Bilan à 5 ans Lancia Ypsilon : l'élégance à l'italienne
Au volant : ne pas la brusquer
Lorsque l'on s'installe à bord de la petite italienne, il est relativement aisé de trouver une bonne position de conduite. Les sièges sont confortables à défaut d'offrir un maintien latéral suffisant, les compteurs sont bien placés même s'ils ne sont pas toujours très lisibles et le pommeau de vitesse en hauteur tombe parfaitement sous la main. Mais plus de précision dans le guidage n'aurait pas été superflu.
Comportement pataud
Toutefois, le plaisir de conduire n'est pas l'atout principal de cette voiture. Tant que l'on ne force pas le rythme, elle se révèle agréable et facile.
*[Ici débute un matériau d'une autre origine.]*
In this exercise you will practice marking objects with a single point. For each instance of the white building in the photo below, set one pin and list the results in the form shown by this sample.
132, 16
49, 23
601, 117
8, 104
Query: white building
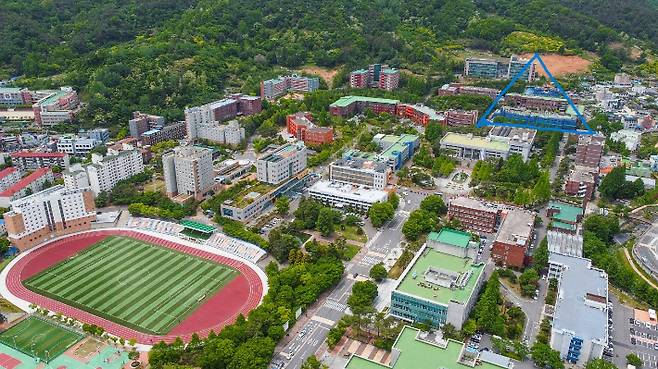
105, 172
281, 164
188, 171
580, 318
341, 195
360, 172
49, 213
75, 145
Mais dès que l'on adopte une conduite dynamique, les suspensions sont à la traîne. Trop souples, elles engendrent des mouvements de caisse importants. Cela nuit au confort mais le comportement reste sécurisant. Certaines versions peuvent avoir reçu le renfort de l'ESP en option mais ce dernier se déclenche tardivement et brutalement. En ville, son terrain de jeu favori, la bonne vision périphérique et ses mensurations contenues permettent de se faufiler à peu près partout. En mode « City », les manœuvres se font sans fatigue grâce à une surassistance de la direction. Mais attention, les protections sont peu nombreuses (uniquement à l'avant et à l'arrière), voire inexistantes sur les versions restylées. La carrosserie est donc très exposée et ne pardonnera aucune erreur.
QUALITE ET FIABILITE
Peu rigoureux. Les trains roulants vieillissent bien malgré des roulements pouvant vite devenir bruyants. La direction n'est pas exempte de défaut avec quelques cas de pannes d'assistance. De même, un rappel a concerné la traverse du train avant en avril 2007.